Background: Family-administered delirium detection tools may serve as valuable diagnostic adjuncts because family caregivers may be better able than providers to detect changes in patient cognition and behaviour from pre-illness levels of functioning. The aim of this pilot study was to assess the feasibility and acceptability of family-administered tools to detect delirium in critically ill patients.
Methods: In this single-centre pilot tool validation study conducted in August and September 2017, eligible family caregivers used the Family Confusion Assessment Method (FAM-CAM) and the Sour Seven questionnaire to detect delirium during the patient's intensive care unit (ICU) stay. We calculated descriptive statistics for all study variables. Patients and family caregivers were involved as research partners throughout the study. A patient-orient research approach was taken, engaging patients and family caregivers as full partners.
Results: Of 141 patients admitted to the ICU, 75 were eligible, of whom 53 were approached; 21 patients (40%), 23/38 family caregivers (60%) and 17/38 dyads (i.e., patient and family caregiver enrolled together) (45%) consented to participate. The most common reason for nonenrolment was refusal by the family, who commonly reported feeling overwhelmed. The completion rate for the FAM-CAM and Sour Seven questionnaire was 74% (17/23). Among 13 dyads, family caregivers detected delirium in 5 patients (38%) using the FAM-CAM, and delirium or possible delirium in 8 patients (62%) using the Sour Seven questionnaire, whereas trained research assistants detected delirium in 8 patients (62%) using the Confusion Assessment Method for the Intensive Care Unit 7 and the Richmond Agitation-Sedation Scale (κ coefficient for agreement between the former and the FAM-CAM and Sour Seven questionnaire 0.62 and 0.85, respectively).

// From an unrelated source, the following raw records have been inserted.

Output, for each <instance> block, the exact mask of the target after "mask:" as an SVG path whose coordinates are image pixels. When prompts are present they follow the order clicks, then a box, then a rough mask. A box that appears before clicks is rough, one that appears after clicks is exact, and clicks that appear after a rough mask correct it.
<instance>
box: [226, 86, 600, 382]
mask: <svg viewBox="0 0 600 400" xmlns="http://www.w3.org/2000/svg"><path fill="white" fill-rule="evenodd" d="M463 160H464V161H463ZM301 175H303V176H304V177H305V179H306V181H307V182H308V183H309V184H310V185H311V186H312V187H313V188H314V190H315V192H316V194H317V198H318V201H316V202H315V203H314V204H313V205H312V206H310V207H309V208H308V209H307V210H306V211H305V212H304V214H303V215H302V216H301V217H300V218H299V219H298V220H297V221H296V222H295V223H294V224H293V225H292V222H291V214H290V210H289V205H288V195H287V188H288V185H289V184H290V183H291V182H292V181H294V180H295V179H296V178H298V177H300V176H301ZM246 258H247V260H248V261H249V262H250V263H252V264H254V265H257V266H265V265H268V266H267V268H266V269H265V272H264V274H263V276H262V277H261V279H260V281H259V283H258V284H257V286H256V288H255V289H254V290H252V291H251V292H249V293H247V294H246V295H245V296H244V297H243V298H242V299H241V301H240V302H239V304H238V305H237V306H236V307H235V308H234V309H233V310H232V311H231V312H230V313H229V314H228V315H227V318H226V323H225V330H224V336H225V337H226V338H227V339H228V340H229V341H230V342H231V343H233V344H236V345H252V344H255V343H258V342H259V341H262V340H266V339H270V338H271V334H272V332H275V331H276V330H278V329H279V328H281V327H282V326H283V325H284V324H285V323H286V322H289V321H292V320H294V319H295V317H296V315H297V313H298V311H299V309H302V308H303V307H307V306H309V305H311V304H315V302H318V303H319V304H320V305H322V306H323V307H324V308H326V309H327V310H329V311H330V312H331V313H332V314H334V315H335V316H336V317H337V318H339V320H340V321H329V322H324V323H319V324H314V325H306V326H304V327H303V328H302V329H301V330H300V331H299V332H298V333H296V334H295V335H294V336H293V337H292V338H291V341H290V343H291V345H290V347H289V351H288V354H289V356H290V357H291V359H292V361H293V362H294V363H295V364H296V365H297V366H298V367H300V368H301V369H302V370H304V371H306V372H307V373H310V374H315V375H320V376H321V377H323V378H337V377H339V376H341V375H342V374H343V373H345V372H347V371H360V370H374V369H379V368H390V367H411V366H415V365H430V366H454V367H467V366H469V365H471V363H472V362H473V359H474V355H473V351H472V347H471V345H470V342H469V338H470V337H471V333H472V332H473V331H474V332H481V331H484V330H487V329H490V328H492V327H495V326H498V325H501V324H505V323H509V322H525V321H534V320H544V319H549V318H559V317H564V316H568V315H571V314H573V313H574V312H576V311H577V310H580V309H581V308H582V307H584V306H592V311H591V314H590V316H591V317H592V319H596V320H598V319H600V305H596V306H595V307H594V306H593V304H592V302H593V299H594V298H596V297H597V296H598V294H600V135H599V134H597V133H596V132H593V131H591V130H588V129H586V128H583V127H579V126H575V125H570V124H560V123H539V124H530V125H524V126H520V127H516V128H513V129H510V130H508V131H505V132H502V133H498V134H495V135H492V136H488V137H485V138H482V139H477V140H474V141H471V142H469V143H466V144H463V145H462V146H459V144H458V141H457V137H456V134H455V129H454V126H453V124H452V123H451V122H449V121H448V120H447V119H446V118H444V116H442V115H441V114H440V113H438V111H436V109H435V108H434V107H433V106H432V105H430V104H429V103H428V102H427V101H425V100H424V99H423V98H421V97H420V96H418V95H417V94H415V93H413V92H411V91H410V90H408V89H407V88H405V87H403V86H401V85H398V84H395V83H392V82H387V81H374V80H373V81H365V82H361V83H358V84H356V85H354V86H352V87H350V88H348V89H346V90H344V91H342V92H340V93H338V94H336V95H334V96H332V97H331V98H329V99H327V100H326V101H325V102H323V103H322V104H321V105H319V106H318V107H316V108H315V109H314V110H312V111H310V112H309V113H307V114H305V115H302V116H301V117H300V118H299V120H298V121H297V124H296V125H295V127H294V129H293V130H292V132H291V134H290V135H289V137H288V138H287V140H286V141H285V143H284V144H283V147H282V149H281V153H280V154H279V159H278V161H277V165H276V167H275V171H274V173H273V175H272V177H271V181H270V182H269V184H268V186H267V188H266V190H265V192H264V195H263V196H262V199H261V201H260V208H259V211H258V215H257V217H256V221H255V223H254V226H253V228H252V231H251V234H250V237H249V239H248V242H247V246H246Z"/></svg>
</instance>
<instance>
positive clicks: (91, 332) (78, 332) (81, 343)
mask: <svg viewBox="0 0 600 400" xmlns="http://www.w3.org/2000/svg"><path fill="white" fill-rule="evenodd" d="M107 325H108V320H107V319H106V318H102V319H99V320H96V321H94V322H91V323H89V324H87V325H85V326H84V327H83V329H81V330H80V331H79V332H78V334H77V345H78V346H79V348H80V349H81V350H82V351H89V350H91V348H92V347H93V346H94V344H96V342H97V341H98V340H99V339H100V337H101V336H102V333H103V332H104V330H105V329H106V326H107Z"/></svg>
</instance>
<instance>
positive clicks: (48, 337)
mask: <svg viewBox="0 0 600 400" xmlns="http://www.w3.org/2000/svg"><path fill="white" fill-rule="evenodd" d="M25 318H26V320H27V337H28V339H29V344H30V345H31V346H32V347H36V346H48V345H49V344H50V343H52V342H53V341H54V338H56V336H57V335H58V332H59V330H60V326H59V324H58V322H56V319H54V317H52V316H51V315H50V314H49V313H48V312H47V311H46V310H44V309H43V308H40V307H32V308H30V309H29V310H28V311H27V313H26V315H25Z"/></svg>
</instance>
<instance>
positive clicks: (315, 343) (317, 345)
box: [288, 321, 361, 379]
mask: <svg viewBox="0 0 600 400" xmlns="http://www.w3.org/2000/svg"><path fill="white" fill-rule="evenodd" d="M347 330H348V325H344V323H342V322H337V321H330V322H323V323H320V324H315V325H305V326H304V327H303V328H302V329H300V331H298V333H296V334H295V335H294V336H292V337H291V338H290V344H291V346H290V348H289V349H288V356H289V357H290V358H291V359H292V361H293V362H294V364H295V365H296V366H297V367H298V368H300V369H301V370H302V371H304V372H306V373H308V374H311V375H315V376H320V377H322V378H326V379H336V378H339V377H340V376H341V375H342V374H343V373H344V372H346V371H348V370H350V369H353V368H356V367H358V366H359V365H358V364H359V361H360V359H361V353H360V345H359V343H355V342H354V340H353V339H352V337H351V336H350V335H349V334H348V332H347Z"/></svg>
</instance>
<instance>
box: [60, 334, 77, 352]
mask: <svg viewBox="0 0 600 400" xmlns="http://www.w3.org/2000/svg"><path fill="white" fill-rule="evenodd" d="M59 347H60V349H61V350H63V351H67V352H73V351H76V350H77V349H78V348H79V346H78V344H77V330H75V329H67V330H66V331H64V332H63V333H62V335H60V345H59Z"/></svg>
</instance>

Interpretation: Administration of the FAM-CAM and Sour Seven questionnaire by family caregivers to detect delirium in the ICU is feasible and acceptable, although, as with most family engagement strategies, it was not desired by all. Results from this pilot study support a definitive study with a larger sample to enable calculation of inferential statistics, but additional recruitment strategies are necessary to improve the response rate. Trial registration: Clinicaltrials.gov, no. NCT03379129.